Science  /  Book Excerpt

‘Candy Aspirin,’ Safety Caps, and the History of Children’s Drugs

The development, use, and marketing of medications for children in the 20th century.
Ad for children's aspirin.
Bayer/Reading Eagle

Unintended consequences

By the 1950s, low-dose, flavored aspirin was the number-one drug ingested by children, far outstripping its chief competitor, penicillin. Plough’s profits increased by double digits, in some years by as much as 50 percent.

If the narrative had ended here, the candy aspirin story would be a reification of American capitalism’s dynamism and societal benefits. But an unintended consequence soon appeared. Within a few years the American Academy of Pediatrics (AAP) documented a dramatic increase in aspirin poisoning in young children. The statistics seemed irrefutable: By 1951, three years after St. Joseph Aspirin for Children became available, preschool-age children represented 80 percent of aspirin deaths.

Plough’s marketing strategy had clearly worked: Children loved the taste of St. Joseph Aspirin for Children.
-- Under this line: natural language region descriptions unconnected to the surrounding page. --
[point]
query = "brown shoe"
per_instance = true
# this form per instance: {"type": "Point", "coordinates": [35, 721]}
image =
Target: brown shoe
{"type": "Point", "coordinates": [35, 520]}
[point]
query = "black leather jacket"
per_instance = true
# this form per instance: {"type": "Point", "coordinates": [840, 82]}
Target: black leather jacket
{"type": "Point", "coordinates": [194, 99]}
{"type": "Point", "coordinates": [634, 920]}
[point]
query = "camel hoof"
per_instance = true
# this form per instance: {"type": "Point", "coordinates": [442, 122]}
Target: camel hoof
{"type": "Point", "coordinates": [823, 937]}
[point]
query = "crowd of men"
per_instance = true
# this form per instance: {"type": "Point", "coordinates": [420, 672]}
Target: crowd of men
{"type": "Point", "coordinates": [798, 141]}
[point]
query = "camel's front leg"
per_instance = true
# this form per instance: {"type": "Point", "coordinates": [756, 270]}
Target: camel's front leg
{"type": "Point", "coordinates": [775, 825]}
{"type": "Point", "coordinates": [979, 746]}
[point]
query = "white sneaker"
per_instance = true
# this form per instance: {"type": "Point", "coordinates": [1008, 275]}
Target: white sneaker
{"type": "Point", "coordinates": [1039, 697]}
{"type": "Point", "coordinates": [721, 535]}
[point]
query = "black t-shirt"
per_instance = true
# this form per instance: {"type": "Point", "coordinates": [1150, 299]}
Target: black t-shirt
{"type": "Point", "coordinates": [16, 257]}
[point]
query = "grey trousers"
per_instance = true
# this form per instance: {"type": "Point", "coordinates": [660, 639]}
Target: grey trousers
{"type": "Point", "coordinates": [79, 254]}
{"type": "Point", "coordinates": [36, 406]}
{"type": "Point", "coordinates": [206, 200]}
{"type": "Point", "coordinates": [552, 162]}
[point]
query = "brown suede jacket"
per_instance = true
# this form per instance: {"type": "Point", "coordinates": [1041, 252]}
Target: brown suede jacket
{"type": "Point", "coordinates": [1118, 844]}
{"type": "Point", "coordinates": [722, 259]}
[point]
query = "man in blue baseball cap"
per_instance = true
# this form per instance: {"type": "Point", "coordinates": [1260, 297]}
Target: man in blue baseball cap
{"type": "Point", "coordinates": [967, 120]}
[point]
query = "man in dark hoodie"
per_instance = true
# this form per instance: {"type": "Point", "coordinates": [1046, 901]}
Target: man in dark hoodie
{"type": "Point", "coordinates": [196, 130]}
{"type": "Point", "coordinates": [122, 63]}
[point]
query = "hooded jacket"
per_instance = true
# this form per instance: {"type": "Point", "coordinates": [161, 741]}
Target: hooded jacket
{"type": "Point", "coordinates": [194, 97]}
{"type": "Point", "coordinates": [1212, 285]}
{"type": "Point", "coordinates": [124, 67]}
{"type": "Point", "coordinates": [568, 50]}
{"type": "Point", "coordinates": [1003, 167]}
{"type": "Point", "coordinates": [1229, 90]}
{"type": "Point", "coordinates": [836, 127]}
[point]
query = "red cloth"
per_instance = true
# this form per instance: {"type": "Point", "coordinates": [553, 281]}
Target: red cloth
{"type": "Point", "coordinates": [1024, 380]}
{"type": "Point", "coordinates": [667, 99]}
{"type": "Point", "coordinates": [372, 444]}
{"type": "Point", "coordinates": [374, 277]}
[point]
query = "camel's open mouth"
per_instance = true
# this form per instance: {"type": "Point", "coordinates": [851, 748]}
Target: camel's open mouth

But nothing in Plough’s advertisements mentioned the importance of keeping it away from toddlers and preschoolers, and many parents may not have realized the threat from an overdose. They were undoubtedly horrified to learn that a toxic dose of aspirin could cause ringing in the ears, sleepiness, rapid and deep breathing, vomiting, and vision problems. An especially high dose could result in seizures, coma, even death.

Parents even sometimes inadvertently overdosed children. There was no mandate for a standardized children’s aspirin preparation. Each company decided how much acetylsalicylic acid to put in a tablet. St. Joseph, for example, sold a 1.25-grain tablet (80 mg), whereas Bayer’s was 2.5 grains (160 mg). Parents needed to read each label carefully. This confusion worried the AAP, which publicized the problem. As soon as the organization reported that 50 percent of accidents in children were poison-related, pediatricians, nurses, and public-health officials began tracking all accidental ingestions in children. In most instances, aspirin topped the list.

Despite evidence mounting in the news media and professional literature, as well as from FDA field agents, the aspirin industry, with Plough in the lead, denied any safety problem with children’s aspirin. If any action was needed at all, Plough executives argued, it was simply parental education.

Other companies in that market agreed. Just as the tobacco industry had begun doing with regard to health risks from cigarettes, aspirin manufacturers shaped the debates concerning aspirin poisoning using similar tactics. Any problems resulting from product use were the fault of the individual, not the product; in the case of aspirin, this meant poor parenting.